The story focuses on five friends, Prabhu, Elango, Sundar, Indra, and Priya, at the Madras Institute of Technology, who want to remain friends throughout their lifespan and hope to join the same company after graduation.
During a vacation, Elango goes home, where he is forced to marry his old-fashioned cousin, Eshwari, by his tough disciplinarian father. Once back in college, he hides the fact about his marriage from his friends, but later the marriage becomes public when relatives of Eshwari come to visit Elango. While their dream to work together becomes true, Elango alone gets a transfer to Bombay. The friends fight but later reunite.
Before Elango goes to Bombay, the friends force him to visit his wife and put him on a train. But Elango manages to get off the train, and from there, he loses touch with his friends and family in the village.
The friends part, and six years later, Prabu and Sundar come back to join Priya and Indra in Chennai. On the train journey back, Prabu meets Elango's wife, Eshwari. Prabu falls in love with Eshwari without realising who she is. Eventually, he and his friends find out the truth about Eshwari, who is waiting with hopes of her husband returning. The four friends decided to help Eshwari find the whereabouts of Elango. One day, Prabu finds out that Elango might be in Switzerland. Prabu decides to go to Switzerland. Later, he finds Elango, but to his shock, Elango has a child and is married to a Swiss woman.
At the same time, in India, Elango's father commits suicide. Prabu returns to India and learns that everyone knows about Elango's marriage.
Eshwari decides to marry again and move on with life rather than thinking about Elango. Her village people decide to marry her off to one of her relatives, but she threatens them, telling them off and stating that she will decide her own life and no one is going to control her life any more. The story ends with all four friends and their husbands and wives, along with Eshwari, enjoying an evening at the beach.
In March 1999, Susi Ganesan was able to convince producer Shanti Thiagarajan to fund his first feature film, after he left Mani Ratnam's team of assistant directors. The film was initially titled Thithikkum Thee and was to feature to Murali in the lead role of a firefighter. In return for producing his first film, Shanti Thiagarajan requested Ganesan to also work on another film starring her son Prashanth in the lead role and consequently, Ganeshan finalised a script titled Pepsi: Generation Next.[1] In a turn of events, Prashanth replaced Murali in the director's first project, which was retitled as Virumbugiren in early 2000. Pepsi was later supposed to star Madhavan in a lead role, but he eventually did not feature as the team opted for newcomers.[2] Since the title Pepsi was registered by Jeeva, Ganesan ended up renaming his film.[3]

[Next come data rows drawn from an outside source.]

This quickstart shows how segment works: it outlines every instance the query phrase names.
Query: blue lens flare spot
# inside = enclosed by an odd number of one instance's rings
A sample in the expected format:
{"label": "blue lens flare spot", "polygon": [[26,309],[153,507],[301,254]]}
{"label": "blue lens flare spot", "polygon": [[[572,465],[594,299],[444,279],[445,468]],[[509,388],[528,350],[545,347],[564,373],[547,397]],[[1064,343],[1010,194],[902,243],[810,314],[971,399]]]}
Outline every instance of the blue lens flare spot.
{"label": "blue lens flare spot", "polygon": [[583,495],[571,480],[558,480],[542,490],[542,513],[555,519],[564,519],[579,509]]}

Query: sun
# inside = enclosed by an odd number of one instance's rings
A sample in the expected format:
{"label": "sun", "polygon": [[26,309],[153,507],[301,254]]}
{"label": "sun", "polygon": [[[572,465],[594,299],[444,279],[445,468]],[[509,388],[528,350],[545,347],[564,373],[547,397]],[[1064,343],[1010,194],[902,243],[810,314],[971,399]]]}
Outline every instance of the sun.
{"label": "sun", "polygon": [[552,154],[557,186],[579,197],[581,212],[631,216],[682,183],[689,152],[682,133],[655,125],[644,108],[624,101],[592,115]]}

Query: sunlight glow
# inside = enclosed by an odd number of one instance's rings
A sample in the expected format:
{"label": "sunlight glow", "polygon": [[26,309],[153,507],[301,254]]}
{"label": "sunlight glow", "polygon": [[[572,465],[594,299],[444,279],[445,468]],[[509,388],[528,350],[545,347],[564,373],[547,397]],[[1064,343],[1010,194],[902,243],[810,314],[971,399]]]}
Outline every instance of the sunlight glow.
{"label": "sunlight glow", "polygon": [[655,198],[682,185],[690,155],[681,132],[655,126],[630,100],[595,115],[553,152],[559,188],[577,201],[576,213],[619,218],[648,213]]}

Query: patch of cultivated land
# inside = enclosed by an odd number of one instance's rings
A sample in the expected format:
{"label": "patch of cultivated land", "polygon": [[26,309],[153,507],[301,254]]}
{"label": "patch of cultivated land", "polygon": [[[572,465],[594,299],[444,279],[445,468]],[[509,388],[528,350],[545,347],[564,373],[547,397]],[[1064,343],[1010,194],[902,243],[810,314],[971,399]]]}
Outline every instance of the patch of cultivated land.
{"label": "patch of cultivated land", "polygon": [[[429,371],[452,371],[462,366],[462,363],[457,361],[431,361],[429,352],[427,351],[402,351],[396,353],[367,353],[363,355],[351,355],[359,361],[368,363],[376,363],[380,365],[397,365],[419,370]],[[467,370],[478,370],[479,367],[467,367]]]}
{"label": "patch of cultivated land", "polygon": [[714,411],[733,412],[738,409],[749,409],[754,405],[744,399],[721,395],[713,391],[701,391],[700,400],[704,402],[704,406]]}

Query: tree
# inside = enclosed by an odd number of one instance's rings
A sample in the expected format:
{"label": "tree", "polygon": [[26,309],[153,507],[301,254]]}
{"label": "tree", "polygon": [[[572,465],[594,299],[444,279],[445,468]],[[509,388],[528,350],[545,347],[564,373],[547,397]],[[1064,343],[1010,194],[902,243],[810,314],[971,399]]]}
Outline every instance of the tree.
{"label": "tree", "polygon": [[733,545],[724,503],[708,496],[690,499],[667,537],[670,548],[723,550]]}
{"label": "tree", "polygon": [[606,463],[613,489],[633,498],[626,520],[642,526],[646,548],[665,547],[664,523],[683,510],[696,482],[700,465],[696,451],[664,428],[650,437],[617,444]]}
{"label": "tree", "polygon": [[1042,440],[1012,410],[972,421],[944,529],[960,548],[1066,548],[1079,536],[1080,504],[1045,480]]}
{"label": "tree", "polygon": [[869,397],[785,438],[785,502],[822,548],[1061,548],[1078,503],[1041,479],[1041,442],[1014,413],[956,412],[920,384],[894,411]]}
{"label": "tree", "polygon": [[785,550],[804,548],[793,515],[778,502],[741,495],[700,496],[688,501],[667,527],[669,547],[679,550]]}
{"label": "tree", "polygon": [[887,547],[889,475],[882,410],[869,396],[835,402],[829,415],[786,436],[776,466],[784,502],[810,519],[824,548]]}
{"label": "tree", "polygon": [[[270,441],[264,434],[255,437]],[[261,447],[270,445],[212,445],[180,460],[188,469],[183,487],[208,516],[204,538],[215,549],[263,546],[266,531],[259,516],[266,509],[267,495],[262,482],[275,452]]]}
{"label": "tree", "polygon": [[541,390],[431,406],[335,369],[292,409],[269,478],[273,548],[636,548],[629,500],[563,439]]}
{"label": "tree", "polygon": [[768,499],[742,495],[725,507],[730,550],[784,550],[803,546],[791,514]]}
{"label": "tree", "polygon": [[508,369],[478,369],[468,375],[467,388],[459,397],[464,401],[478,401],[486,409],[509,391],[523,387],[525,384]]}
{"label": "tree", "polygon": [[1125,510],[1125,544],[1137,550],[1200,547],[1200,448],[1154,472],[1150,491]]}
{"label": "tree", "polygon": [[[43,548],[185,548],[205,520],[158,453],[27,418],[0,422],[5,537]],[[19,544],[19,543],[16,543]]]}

For the heroine, Ganesan spotted her on a magazine cover page and insisted on her performing the lead female role in his second feature film. Divya eventually entered the Film industry, accepting the offer, while her name was changed to Kanika. She completed the entire film during her summer holidays, since she was a student.[4]Prasanna who was doing college at that time saw an ad on Vijay TV that Madras Talkies was auditioning for newcomers, he applied and got selected.[5] For other lead roles, Karthik, the son of a Tirupur businessman, Krishna, an earlier assistant to director Rajiv Menon, Sandhya, a model and also a former Ms. Chennai, and Mangaikarasi, a dancer based in Sweden. The film marked the debut of cameraman Ravi Varman in Tamil cinema. Singer Anuradha Sriram and her husband Sriram Parasuram made their debut as music directors with this film. The film had a 10-day shooting schedule at the M.I.T. College where Susi Ganesan had studied, followed by a 15-day schedule in Switzerland where some scenes and two songs were shot.[6]
Malini Mannath of Chennai Online wrote "Some young promising talent, a story centered round youth and their aspirations, the fulfillment of some, the disillusionment of others, stylised takings and a sincere attempt to give an entertainer sans vulgarity and double entendres, makes 'Five Star' a clean, fairly engaging family entertainer."[7] Malathi Rangarajan of The Hindu wrote, "Susi Ganesan's youthful, hard-hitting dialogue and a fairly neat screenplay are notable aspects of the film — the story and direction, also by him are done with a difference".[8]